First, the why: Empathy plays a significant role in social interactions and emotional intelligence. It enables children (everyone, really) to understand and share others’ feelings. This fosters compassionate interactions, which create positive relationships.
Modeling Empathic Behavior
Even when the mirror stings, it’s true. Children learn by observing what we do. Parents, teachers, and other role models who display empathy in their interactions are simultaneously teaching their children how to do the same.
It can also be helpful to openly discuss feelings about a difficult situation, showing understanding and concern for another person’s perspective. Example:
“Our neighbor, Mrs. Johnson, is very sad right now because her husband, Mr. Johnson, has passed away. That means he won’t be with us anymore, and when someone we love goes away like that, it can make us very sad. Remember how you felt when [age-appropriate relatable experience, like a pet loss]? That’s how Mrs. Johnson might be feeling, but even stronger.”
Take it further by encouraging compassionate action.
Maybe we can do something nice for Mrs. Johnson to show her we care. What do you think we can do that would help her feel a little better?”
Age-appropriate options here, for a young child, could be drawing a picture, helping to bake cookies, or simply visiting to say Hello.
Reading and Discussing Stories
Storytelling is a powerful tool for emotional and social learning. Stories can provide diverse perspectives and help children relate to others’ emotions and situations.
- “That was an interesting story, wasn’t it? How do you think [character’s name] felt when [specific event in story]?”
- “What do you think made them feel [emotion]? Have you ever felt that way?”
- “Remember when you [relatable experience], just like [character name]? How did you feel that day?”
Emotion Coaching with Emotional Vocabulary
Teaching children (and modeling) how to identify and express emotions helps them more accurately recognize and respond to others’ feelings.
“I see that you’re having a tough time with the puzzle. It seems like you might be feeling frustrated. Is that right?” Associate a feeling with words.
“It’s okay to feel frustrated when something is hard to do. Frustration is a feeling we get when things don’t go the way we want.” Validates and explains the emotion.
“Sometimes I feel frustrated too, like when I can’t fix something at home. When that happens, I take deep breaths and try to think of different ways to solve the problem. Let’s try taking three deep breaths together. Sometimes, taking a short break can also help.” Models emotional expression and an emotional regulation strategy.
At a later time, I can point out a similar emotion in others.
“Look at [character in book]. They seem frustrated because [problem]. How do you think they feel? What do you think might help them feel better?”
Role Playing and Considering Other Perspectives
During play, I can guide my children to act out scenarios where they portray characters with differing viewpoints and emotions.
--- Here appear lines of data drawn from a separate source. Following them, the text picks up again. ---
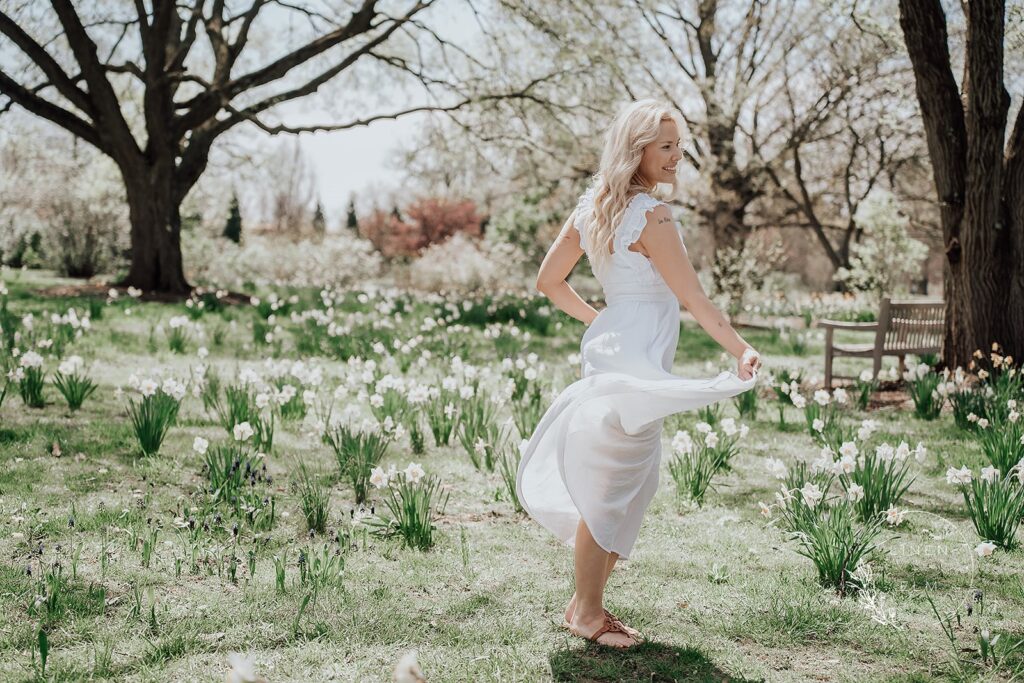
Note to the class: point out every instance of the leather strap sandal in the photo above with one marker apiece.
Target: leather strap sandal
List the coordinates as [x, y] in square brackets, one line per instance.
[630, 631]
[609, 626]
[633, 633]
“Let’s pretend these two dolls are friends, but they want to play different games. One wants to play hide-and-seek, and the other wants to build a tower with blocks. You can be the doll who wants to play hide-and-seek, and I’ll be the one who wants to play blocks. How do you think your doll feels about wanting to play a different game? How will she tell my doll about it?”
“Now my doll understands that you love hide-and-seek. She feels sad because she wanted to build a tower. What do you think they can do so both dolls are happy?”
“Maybe they can play a little of both, taking turns? What do you think about that?”
Conflict Resolution
Example scenario: two young children disagree about who gets to play with a specific toy.
“I can see that you both really want to play with this toy. It’s hard when we have to share something we like so much.” Acknowledges each child’s feelings.
“Can you tell me why this toy is important to you? How do you feel when you can’t play with it?” Encourage expressing the emotions.
“How do you think [other child] feels right now? How would you feel in their place?” Encourage consideration of other perspectives.
“What if we set a timer, and you each get to play with the toy for 10 minutes? Then you both have a turn.” Offer a solution fair to each.
“Great! It’s wonderful that you both found a way to play fairly.” Reinforce understanding and sharing.